Dans ce document, dont nous avons obtenu une copie, les riverains abordent une série de points liés au nouveau plan de stationnement. “Pour nous, la commune n’a pas respecté le cadre réglementaire régional qui s’impose à elle, et qui indique que chaque commune doit adopter un PACS contraignant (plan d’action communal de stationnement), un document de référence qui expose comment la commune applique le cadre régional de stationnement, et comment sa propre politique communale est développée. Si on souhaite le modifier, il faut passer par une procédure bien spécifique, qui prévoit l’obligation d’une enquête publique, d’une consultation avec les communes limitrophes et la soumission d’un dossier à la Région, qui doit être approuvé par le gouvernement. La commune n’a pas suivi cette procédure, qui est impérative pour un changement aussi important“, explique la riveraine.
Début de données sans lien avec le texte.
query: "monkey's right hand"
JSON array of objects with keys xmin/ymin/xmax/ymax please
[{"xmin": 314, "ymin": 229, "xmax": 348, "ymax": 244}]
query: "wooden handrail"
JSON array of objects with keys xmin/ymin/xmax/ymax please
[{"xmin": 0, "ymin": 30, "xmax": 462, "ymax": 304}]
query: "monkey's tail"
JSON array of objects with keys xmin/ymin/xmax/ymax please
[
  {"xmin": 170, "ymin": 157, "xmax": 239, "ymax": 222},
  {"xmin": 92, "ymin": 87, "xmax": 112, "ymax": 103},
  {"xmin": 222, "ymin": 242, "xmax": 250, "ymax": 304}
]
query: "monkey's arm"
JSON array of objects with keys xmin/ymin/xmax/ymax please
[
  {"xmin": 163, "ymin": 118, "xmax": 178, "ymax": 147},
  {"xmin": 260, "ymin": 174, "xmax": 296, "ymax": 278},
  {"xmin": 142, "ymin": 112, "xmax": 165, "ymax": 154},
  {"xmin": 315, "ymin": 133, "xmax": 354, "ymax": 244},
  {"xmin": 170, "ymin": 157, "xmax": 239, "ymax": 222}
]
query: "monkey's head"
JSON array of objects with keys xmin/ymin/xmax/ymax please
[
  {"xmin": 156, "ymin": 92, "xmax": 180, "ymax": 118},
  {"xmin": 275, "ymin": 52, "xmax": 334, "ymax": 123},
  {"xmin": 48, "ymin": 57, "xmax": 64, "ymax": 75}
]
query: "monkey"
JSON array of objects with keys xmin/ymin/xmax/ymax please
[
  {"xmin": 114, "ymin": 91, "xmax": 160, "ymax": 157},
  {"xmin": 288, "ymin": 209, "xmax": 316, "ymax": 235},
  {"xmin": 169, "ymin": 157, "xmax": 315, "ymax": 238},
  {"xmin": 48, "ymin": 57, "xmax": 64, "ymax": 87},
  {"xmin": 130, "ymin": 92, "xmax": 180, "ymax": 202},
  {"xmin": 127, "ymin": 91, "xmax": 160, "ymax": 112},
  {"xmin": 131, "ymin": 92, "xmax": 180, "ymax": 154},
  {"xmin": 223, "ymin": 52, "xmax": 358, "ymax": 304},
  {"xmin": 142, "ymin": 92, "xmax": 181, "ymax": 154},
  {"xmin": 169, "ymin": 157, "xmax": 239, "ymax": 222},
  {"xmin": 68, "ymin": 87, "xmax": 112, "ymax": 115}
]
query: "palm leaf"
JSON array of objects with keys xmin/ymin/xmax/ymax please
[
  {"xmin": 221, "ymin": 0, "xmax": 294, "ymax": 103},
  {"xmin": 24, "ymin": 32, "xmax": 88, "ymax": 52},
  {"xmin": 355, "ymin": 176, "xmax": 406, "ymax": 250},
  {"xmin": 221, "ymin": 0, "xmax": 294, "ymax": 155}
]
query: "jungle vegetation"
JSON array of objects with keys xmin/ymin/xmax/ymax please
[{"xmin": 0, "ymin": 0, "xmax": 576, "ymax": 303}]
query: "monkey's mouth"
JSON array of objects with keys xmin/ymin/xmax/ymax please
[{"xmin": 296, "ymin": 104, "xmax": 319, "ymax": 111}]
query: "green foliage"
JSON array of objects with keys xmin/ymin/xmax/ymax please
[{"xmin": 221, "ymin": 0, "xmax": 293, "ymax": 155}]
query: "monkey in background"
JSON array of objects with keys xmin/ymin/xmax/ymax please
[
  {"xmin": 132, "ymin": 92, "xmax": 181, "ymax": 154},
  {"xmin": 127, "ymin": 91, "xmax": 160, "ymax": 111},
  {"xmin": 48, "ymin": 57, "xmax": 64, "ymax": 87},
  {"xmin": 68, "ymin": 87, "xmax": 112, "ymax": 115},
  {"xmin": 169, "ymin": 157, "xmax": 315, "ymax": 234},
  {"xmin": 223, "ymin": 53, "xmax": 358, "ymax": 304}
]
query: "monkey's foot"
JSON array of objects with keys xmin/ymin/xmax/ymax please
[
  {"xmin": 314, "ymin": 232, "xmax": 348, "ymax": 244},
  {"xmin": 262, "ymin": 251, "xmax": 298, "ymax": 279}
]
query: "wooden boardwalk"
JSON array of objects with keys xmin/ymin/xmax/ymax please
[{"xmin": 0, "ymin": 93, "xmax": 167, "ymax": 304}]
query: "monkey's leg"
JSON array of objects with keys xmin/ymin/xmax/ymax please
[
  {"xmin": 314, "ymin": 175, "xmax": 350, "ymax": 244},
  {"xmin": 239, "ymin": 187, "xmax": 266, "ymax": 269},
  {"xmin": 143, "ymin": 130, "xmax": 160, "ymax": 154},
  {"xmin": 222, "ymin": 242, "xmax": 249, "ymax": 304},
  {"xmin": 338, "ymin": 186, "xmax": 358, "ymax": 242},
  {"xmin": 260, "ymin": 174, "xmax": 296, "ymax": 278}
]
“De même, selon une ordonnance régionale, les communes doivent réaliser tous les deux ans une évaluation du PACS, ce qui n’a pas eu lieu. On a donc modifié une situation qui n’a pas été évaluée, alors qu’il était indiqué texto, dans le premier PACS, que le plan de stationnement avait montré son efficacité, et qu’il n’y avait pas de raison pour le modifier“, évoque Vanessa Durieux, “Nous avons demandé des arguments objectifs pour expliquer ce changement de cap, et on nous a répondu par un grand silence : aucun argument objectif n’a été avancé pour la conversion des zones bleues en zones vertes, sauf le volet financier, qui est la principale raison selon nous“.
Les auteurs du recours espèrent, avec ce recours au Conseil d’Etat, l’annulation du nouveau plan de stationnement, “et une remise en question de la commune concernant sa manière d’agir. Le parcours de jogging autour du Parc Josaphat est un nouvel exemple que la commune agit sans concertation préalable avec les citoyens, mais privilégie la politique du fait accompli : la commune met des choses en place en espérant que cela va rester, et c’est aux riverains de rouspéter pour revenir à la situation d’origine“, conclut la riveraine Vanessa Durieux.
“Le plan est parfaitement en règle”, estime l’échevine
Du côté de l’échevine de la Mobilité, “le plan de stationnement est parfaitement en règle“, répond Adelheid Byttebier (Groen), qui n’avait pas encore pris connaissance de la totalité du recours,”Concernant les craintes comme quoi nous n’aurions pas averti en bonnes formes le niveau régional des changements, nous avons pourtant eu confirmation auprès de la commission consultative régionale que nous avions fait le nécessaire correctement auprès du gouvernement bruxellois“.
Sur la question de l’enquête publique, “la couleur des zones peut changer, selon notre information, sans enquête publique. Ainsi, un plan de stationnement donne les instruments avec lesquels on travaille : des zones bleues, vertes, d’abords d’école, de livraison, etc. Si un nouveau supermarché s’implante, il faut créer une nouvelle zone de livraison, et cela se fait sans enquête publique, mais en suivant les règlements policiers“, explique l’échevine.
“Si ces riverains ont assez éléments pour aller au Conseil d’Etat, cela sera une discussion entre juristes, pour voir si ce plan a été correctement suivi ou non“, conclut Adelheid Byttebier, “mais pour nous, c’est bien le cas“.